Annotazione interessante da parte di un tifoso (immagino) di un club che ha legato l'era più dorata della propria storia a una gestione draconiana dello spogliatoio, a regole inderogabili, e ad allenamenti di intensità elevatissima. 1987-1996, era Sacchi/Capello, se non si fosse capito.
Certo, magari c'è chi preferiva gli allenamenti di mezz'ora di Pulcinella, fatti di torelli a due all'ora, e due giornate di riposo a settimana...

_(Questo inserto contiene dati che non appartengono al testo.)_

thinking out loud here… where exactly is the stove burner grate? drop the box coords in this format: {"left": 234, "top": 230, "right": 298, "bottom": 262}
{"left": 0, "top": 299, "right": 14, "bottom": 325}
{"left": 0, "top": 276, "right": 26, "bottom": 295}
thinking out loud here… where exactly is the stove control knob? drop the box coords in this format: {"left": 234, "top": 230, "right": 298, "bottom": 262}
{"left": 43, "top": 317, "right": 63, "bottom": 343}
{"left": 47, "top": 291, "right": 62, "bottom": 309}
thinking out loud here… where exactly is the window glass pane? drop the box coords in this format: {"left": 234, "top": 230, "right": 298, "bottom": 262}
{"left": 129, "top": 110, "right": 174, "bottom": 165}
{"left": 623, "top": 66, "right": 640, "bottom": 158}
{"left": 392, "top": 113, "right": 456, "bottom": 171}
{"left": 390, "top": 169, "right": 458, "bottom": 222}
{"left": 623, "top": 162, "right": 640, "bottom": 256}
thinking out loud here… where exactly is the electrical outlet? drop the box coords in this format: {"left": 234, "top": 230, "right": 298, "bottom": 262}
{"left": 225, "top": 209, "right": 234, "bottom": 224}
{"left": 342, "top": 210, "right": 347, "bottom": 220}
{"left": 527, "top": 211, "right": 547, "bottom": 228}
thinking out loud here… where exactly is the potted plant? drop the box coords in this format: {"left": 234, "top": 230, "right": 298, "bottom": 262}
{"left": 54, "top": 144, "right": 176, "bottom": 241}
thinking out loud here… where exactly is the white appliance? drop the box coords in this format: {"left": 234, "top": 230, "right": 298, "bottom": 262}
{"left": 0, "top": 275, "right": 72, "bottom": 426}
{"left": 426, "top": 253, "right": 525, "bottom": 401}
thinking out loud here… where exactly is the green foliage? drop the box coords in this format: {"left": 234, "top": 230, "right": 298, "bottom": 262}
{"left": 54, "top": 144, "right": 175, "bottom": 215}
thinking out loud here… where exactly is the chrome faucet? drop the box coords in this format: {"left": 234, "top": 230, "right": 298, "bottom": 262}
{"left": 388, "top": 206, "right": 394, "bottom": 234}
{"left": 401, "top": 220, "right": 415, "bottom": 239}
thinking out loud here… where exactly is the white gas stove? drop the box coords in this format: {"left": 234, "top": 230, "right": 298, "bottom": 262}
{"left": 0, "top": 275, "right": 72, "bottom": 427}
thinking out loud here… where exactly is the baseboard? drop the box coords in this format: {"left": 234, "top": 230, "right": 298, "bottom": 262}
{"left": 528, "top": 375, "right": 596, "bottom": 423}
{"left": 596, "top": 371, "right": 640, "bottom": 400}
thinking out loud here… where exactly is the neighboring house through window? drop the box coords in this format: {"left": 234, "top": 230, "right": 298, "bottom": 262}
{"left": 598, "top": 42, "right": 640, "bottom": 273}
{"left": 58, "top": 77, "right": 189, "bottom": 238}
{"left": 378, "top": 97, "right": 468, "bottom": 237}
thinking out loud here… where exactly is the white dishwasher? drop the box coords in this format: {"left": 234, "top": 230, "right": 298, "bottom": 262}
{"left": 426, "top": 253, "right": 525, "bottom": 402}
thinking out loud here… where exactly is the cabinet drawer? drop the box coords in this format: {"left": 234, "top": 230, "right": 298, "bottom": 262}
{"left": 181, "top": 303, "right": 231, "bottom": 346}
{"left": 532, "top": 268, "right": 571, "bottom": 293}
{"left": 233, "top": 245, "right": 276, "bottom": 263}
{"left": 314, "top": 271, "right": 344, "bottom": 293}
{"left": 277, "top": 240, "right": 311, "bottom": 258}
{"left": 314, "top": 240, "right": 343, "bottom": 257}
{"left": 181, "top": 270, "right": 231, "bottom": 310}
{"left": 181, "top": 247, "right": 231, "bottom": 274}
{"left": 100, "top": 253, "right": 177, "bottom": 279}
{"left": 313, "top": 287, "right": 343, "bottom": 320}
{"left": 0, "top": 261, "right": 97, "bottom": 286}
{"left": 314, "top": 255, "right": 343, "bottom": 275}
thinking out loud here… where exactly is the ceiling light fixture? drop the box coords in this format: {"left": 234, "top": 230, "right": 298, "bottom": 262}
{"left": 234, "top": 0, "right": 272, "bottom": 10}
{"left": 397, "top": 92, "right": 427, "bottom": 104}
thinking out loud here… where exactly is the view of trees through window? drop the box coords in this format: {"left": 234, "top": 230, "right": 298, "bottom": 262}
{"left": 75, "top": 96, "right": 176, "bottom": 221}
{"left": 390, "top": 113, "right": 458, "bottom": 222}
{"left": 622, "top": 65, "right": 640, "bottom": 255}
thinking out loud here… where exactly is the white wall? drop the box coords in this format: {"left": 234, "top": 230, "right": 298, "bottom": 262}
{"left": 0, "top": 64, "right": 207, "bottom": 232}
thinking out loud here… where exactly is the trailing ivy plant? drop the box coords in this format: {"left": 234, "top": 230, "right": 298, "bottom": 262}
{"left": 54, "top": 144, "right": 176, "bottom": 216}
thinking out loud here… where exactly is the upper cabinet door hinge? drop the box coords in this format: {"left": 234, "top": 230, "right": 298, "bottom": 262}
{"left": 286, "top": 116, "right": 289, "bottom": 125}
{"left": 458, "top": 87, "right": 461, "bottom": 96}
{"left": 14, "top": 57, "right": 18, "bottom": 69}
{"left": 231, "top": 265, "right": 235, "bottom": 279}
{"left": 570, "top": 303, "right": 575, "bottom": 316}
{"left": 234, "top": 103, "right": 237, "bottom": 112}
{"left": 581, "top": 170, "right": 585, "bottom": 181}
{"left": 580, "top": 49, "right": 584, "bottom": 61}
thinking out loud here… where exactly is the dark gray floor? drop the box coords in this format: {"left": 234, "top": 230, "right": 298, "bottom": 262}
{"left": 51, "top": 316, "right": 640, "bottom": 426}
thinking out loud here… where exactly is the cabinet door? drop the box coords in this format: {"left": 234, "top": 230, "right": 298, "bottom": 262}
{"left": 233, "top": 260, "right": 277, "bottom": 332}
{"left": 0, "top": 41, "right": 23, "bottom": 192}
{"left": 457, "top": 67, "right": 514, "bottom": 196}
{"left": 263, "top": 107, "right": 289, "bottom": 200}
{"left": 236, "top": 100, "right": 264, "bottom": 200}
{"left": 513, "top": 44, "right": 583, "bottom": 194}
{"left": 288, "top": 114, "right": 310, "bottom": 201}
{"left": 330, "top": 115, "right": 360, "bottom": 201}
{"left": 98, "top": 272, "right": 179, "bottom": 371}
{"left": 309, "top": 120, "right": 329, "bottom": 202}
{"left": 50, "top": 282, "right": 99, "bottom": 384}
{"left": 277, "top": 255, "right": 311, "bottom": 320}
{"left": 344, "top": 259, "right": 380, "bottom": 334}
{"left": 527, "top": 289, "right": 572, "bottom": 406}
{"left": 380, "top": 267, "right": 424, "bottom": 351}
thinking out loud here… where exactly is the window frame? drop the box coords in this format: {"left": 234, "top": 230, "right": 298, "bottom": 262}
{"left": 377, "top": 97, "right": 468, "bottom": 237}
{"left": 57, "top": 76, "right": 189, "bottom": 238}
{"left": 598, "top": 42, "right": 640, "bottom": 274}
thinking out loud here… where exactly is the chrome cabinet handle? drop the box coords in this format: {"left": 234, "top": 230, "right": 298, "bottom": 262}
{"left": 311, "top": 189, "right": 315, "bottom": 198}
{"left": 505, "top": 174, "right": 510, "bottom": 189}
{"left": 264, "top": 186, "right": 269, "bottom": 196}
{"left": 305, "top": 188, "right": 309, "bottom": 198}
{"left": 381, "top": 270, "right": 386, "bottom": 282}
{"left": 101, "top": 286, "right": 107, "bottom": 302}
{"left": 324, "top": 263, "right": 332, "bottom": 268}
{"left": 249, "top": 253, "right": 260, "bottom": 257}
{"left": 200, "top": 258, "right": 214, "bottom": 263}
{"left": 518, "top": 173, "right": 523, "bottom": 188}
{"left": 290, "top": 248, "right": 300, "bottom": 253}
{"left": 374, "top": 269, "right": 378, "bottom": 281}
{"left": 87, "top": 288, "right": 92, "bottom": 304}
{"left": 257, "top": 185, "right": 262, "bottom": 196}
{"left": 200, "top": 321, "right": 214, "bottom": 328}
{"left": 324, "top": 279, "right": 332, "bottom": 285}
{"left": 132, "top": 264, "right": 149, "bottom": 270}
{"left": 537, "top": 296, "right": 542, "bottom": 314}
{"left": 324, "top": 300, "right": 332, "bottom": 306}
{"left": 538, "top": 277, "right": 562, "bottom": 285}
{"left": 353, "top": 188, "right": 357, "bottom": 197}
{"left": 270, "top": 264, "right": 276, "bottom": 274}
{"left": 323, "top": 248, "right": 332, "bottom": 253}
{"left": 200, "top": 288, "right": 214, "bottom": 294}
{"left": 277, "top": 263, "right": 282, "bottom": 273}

Se ben ricordi, Sacchi amava dire che in allenamento dovevano essere riprodotte le medesime sensazioni, in termini di performance mentale ed agonistica, di una partita, anzi anche superiori, sì che il sostenibile stress accumulato in settimana trovasse un punto di sfogo emotivo, quasi liberatorio, la domenica. Il match diventava allora una sorta di allenamento degradato, depotenziato, una isola di evasione in un ciclo di training esasperato. Chi vedeva quel Milan pensava alle sue esibizioni come al vertice di un programma di lavoro, quando invece era l'esatto contrario, poiché era proprio in partita che la squadra decelerava dai ritmi sostenuti in allenamento. Sacchi ebbe l'ardire di dire, prima del famoso derby del 24 aprile 1988, che precedeva il Napoli-Milan del Primo Maggio, derby stravinto dai suoi ragazzi, che egli avrebbe potuto fare a meno di andare in panchina. Sembrava una spacconata, era invece la traduzione di una semplice verità: in partita quei giocatori andavano a meno che a Milanello. Come il grande Bubka, che affermava di aver saltato più volte misure superiori ai 6,15 m. in allenamento, benché in competizione si fosse fermato a quel limite, che era e rimane tuttora il record del mondo. Racconti di uomini straordinari.